Germline mutagenicity of molnupiravir and its active form, β-d-N4-hydroxycytidine, in Caenorhabditis elegans evaluated using whole-genome sequencing

Molnupiravir is a medication used to treat COVID-19 by introducing errors into the SARS-CoV-2 virus's genetic code, thereby preventing its replication. Previous studies, both in vitro and in vivo, have yielded conflicting results regarding its mutagenic potential. While most genotoxicity and mutagenicity tests for molnupiravir and its active form, β-d-N4-hydroxycytidine (NHC), were negative, a few in vitro tests showed positive results. Consequently, further investigation is necessary to evaluate various mutagenic endpoints of molnupiravir. In this study, acute toxicity was assessed by measuring the locomotive activity of Caenorhabditis elegans using a WMicroTracker to determine an appropriate dose range for the germline mutagenicity study. The C. elegans worms were treated with different concentrations of molnupiravir and NHC, along with vehicle controls and ethyl methanesulfonate (EMS) as a positive control.
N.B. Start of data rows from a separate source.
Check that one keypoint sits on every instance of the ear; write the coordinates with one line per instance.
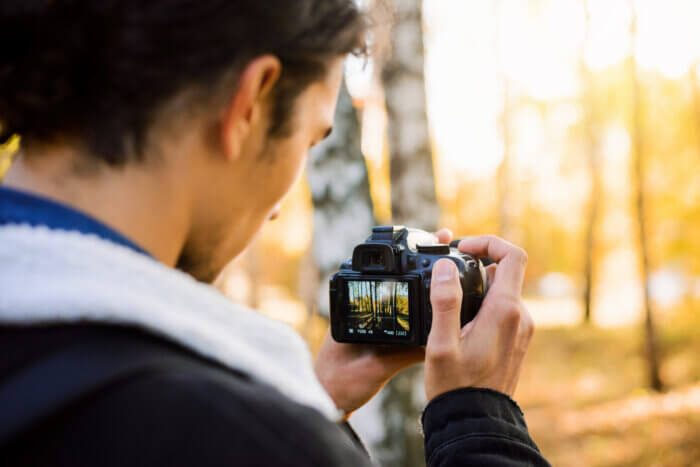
(246, 107)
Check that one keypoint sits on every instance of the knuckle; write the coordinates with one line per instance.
(521, 255)
(440, 353)
(445, 299)
(511, 312)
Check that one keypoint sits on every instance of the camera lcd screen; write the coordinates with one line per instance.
(378, 308)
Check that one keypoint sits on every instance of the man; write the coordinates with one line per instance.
(157, 138)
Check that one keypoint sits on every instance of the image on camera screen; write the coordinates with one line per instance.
(378, 308)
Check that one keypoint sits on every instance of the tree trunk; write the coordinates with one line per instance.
(337, 176)
(413, 199)
(651, 345)
(593, 159)
(413, 203)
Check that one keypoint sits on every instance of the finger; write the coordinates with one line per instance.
(511, 260)
(444, 236)
(491, 273)
(446, 300)
(525, 332)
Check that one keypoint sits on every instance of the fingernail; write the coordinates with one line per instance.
(445, 270)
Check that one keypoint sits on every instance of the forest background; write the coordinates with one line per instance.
(569, 127)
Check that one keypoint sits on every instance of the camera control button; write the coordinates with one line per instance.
(439, 249)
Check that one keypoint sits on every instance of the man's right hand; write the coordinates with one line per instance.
(487, 352)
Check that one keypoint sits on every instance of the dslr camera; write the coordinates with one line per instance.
(382, 295)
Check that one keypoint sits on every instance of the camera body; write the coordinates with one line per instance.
(382, 295)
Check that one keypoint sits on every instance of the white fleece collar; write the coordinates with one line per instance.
(54, 276)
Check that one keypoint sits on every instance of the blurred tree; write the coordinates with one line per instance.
(7, 151)
(413, 203)
(337, 177)
(588, 104)
(638, 148)
(506, 222)
(413, 199)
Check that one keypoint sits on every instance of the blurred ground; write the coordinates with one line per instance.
(582, 392)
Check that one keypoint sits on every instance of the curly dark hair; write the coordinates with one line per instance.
(98, 71)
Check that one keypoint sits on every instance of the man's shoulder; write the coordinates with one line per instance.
(198, 414)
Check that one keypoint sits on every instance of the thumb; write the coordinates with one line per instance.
(446, 299)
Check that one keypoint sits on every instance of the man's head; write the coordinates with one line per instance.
(219, 98)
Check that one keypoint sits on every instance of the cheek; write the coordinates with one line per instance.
(287, 168)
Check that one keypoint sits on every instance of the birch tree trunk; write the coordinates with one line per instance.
(337, 176)
(638, 147)
(413, 203)
(413, 200)
(593, 159)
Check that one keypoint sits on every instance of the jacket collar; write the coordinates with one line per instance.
(57, 276)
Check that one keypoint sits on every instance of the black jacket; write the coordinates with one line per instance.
(221, 418)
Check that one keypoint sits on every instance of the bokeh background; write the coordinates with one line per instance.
(569, 127)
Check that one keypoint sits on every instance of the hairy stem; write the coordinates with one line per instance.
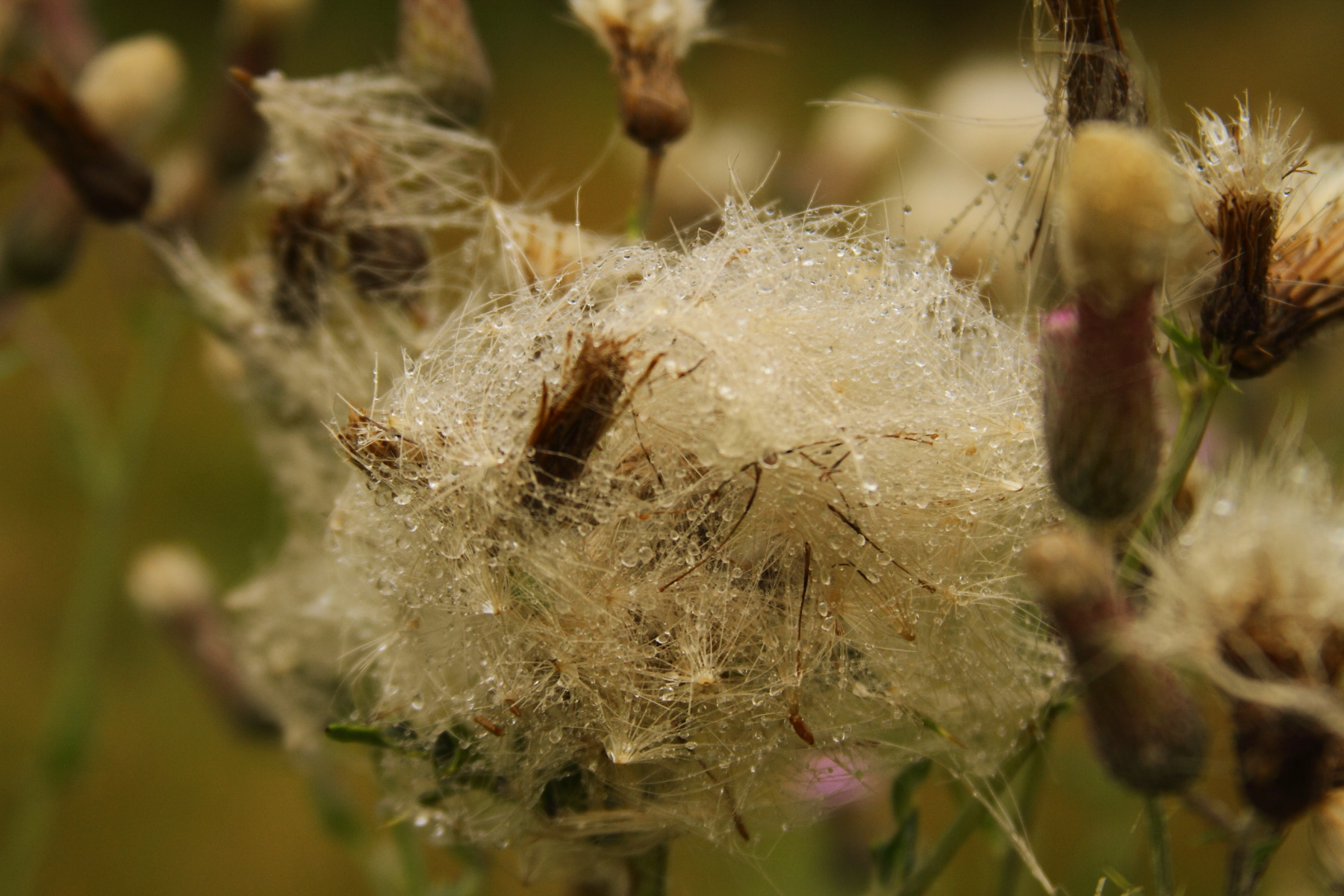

To assess germline mutagenicity, P0 worms from a single clone were exposed to selected concentrations of molnupiravir and NHC, as well as vehicle and positive controls, for 4 h. Molnupiravir and NHC treatments had no significant effect on the locomotion of C. elegans worms after 1-, 2-, 3-, and 4-h exposures, compared to the vehicle control group. In contrast, EMS significantly reduced the worms' locomotive activity. Subsequent whole-genome sequencing of the F1 progeny from the treated P0 worms revealed that neither molnupiravir nor NHC increased the germline mutation frequency or altered mutation types, compared to the vehicle control. In contrast, EMS treatment significantly increased mutation frequency over the vehicle control, with a EMS-specific mutational signature observed. These results suggest that molnupiravir and NHC are not mutagenic in C. elegans germ cells, aligning with previous findings that demonstrate the low mutagenicity of molnupiravir in clinical settings. Additionally, these findings highlight the utility of C. elegans as an alternative animal model for accelerating toxicity assessments and reducing the use of experimental animals.